In order to claim your £1,000,000.00 (One Million Great
Britain Pound Sterling) prize winning, which has been
deposited in a designated bank with our offshore payment
center, However, You will have to contact the promotion
manager in charge of claims with your (Lucky Number,Batch
Number,Refference Number) for verification and then you will
be directed on how you can claim your winning funds:

Promotion Manager
Gary Morgan
For; Nokia Email Lottery
phone: +44 704 577 7980

You are to keep all Nokia lottery information away from the
general public especially your Verification Number and Batch
Number. (This is important as a case of double claims will
not be entertained)

NOTICE: Verification claims with error or any misinformation
as regards filling for claims payment will be dishonored and
disqualified as abuse to our Policy Terms and Services. This
is in accordance with section 13(1) (n) of the National
Gambling Act as adopted in 1993 and amended on 3rd July 1996
by the constitutional assembly. Be thus informed.

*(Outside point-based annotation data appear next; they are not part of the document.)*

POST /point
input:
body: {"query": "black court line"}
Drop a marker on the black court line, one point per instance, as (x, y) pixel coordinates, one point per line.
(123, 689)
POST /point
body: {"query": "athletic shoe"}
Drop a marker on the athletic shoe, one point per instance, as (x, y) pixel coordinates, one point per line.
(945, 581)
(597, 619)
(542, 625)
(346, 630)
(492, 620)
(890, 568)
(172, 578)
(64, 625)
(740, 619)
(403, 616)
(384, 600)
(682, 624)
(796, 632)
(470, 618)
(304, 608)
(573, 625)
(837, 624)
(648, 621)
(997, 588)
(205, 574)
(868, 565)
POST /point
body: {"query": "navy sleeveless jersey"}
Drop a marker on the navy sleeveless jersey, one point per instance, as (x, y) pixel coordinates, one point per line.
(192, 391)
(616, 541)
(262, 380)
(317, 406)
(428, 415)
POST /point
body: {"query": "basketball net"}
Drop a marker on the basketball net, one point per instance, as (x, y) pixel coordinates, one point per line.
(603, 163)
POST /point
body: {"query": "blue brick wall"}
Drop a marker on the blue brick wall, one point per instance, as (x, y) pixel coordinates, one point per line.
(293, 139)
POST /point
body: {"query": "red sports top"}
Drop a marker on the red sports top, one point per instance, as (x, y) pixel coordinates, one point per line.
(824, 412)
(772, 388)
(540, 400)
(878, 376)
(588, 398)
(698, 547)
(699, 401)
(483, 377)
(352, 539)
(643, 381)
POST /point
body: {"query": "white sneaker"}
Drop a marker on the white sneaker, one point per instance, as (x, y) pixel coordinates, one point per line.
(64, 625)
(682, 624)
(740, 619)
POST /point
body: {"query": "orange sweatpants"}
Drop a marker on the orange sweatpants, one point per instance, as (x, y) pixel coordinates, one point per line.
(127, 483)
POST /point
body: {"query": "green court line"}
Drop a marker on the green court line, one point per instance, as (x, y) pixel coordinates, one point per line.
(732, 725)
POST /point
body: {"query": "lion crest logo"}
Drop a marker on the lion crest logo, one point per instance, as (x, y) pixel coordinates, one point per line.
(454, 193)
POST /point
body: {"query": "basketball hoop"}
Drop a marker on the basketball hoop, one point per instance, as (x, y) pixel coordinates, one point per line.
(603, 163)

*Staff of Nokia Communications Worldwide are not to partake
in this Lottery.Accept my hearty congratulations once again!

Yours faithfully,
Mrs. Gracey Anderson.
(Online Coordinator)
For: Nokia Online Lottery Promotion.

Copyright 1994-2010 The NOKIA National Lottery Inc.All
rights reserved.Terms of Service – Guideline.

Note that you are not to reply to this E-mail, please
contact your promotion manager directly to start the
processing of your claims.

Promotion Manager
Gary Morgan

Alain S. BAGRE
Géomètre Expert Foncier
01 BP 2693 Ouagadougou 01
Burkina Faso
Tél: Bureau 226 50368565
     Mobile 226 70200744

Pretty run-of-the mill lottery scam message. Nokia doesn’t hold lotteries, and they certainly don’t just give away large sums of money to random people. Who actually thinks businesses operate in this manner?

There are some pretty entertaining sentences in here, though, such as, “This lottery is the 1st of its kind and we intend to sensitize the public.” Sensitize? You’re going to make the public sensitive to the existence of the Nokia Lottery?

What an odd choice of diction. I thought they spoke English in England.

However, “you are to keep all Nokia lottery information away from the
general public” is a key sentence. In other words, don’t tell anybody about this message, because they might know it’s a lottery scam and keep you from sending us thousands of dollars.

I think part of the reason that lottery scams proliferate is that people just don’t understand how real lotteries function. When you buy a genuine $1 lottery ticket for a chance to win $100 million, your state government is actually making money on that deal. You may have only spent one dollar, but rest assured they sold more than enough tickets to cover the cost of the payout and make a large profit. That’s why states hold lotteries in the first place. They’re not just giving away money out of generosity.

One other point: companies don’t have lotteries. They might have a contest or a sweepstakes, but you never see them use the word “lottery.” Microsoft, Nokia and any other company you’ve seen in these scams are not government entities. They are private companies, and private companies don’t sell lottery tickets.